Mobile phone: 4G android mobile phones (Micromax Bharat-2 with a Specific Absorption Rate (SAR) of 1.6 Watt/Kg) with same specification and with same mobile network were used in this study, keeping a GSM (2100 MHz) mobile phone in silent with auto answer mode. The mobiles were hung down from the roof of the mice cage and the radiation which they emitted during the exposure was quantified by radiation frequency meter (Electrosmog Meter-ED 178 S) which was kept at the periphery, 1950 MHz of RF-EMR was emitting till the periphery of the mice cage during the exposure, so the similar amount of radiation may affect/enters the mice brain.

Exposure technique: Three Mice were kept in each cage during the exposure. Animals of group II and III were exposed to 30 minutes and 60 minutes/day for 3 months respectively. The mobile phones were hung down in the center of the cages during the exposure period for the uniformity of the radiation through out the cage [Table/Fig-1].

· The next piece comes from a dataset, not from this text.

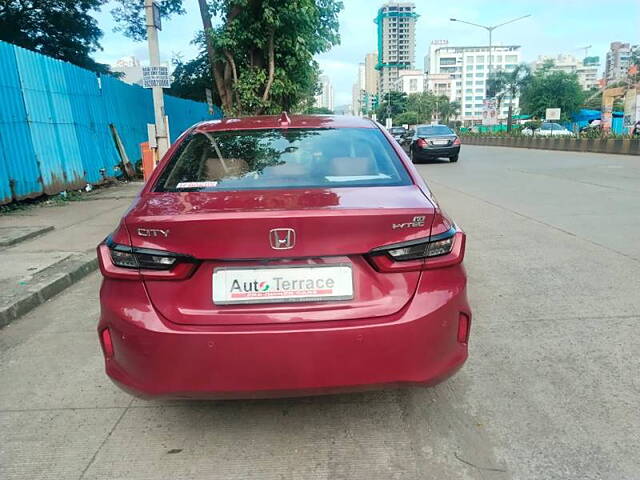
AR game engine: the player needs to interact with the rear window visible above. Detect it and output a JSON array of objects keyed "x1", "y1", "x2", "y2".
[
  {"x1": 155, "y1": 128, "x2": 411, "y2": 192},
  {"x1": 417, "y1": 125, "x2": 453, "y2": 137}
]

Image shows the cage with mice and mobile phone during radiation exposure with Radiation Frequency Meter (Electrosmog Meter-ED 178 S) to quantify the mobile radiation.

Hebb-Williams Maze: Hebb-Williams Maze is used to test the spatial learning and working memory of the mice. The principle behind the Hebb-Williams Maze test is “The faster the mice navigates the maze, the better its spatial memory”. The Hebb-Williams maze is a square shaped box which measures 60 cm (L)×60 cm (W)×10 cm (H) walls. It consists of start chamber-A (Animal Chamber) which is attached to the exploratory area-B (Middle Chamber) and a goal box-C, located at the opposite end of the start chamber and contains a small food reward. All three chambers were provided with removable doors to allow the animal to move from one chamber to the next.

After 12 hours of fasting, the mice was placed in the start chamber-A and allowed to enter into the exploratory area-B (middle chamber), once the animal enters into middle chamber the door was closed to prevent back entry. The time taken by the animal to reach The Reward Chamber (TRC) from the start chamber was recorded. The animals were trained for 3 days (3 trials/day) and the readings were taken at the 4th day. Low scores indicates better memory, while the high scores indicates poor memory in animals [Table/Fig-2] [10,11].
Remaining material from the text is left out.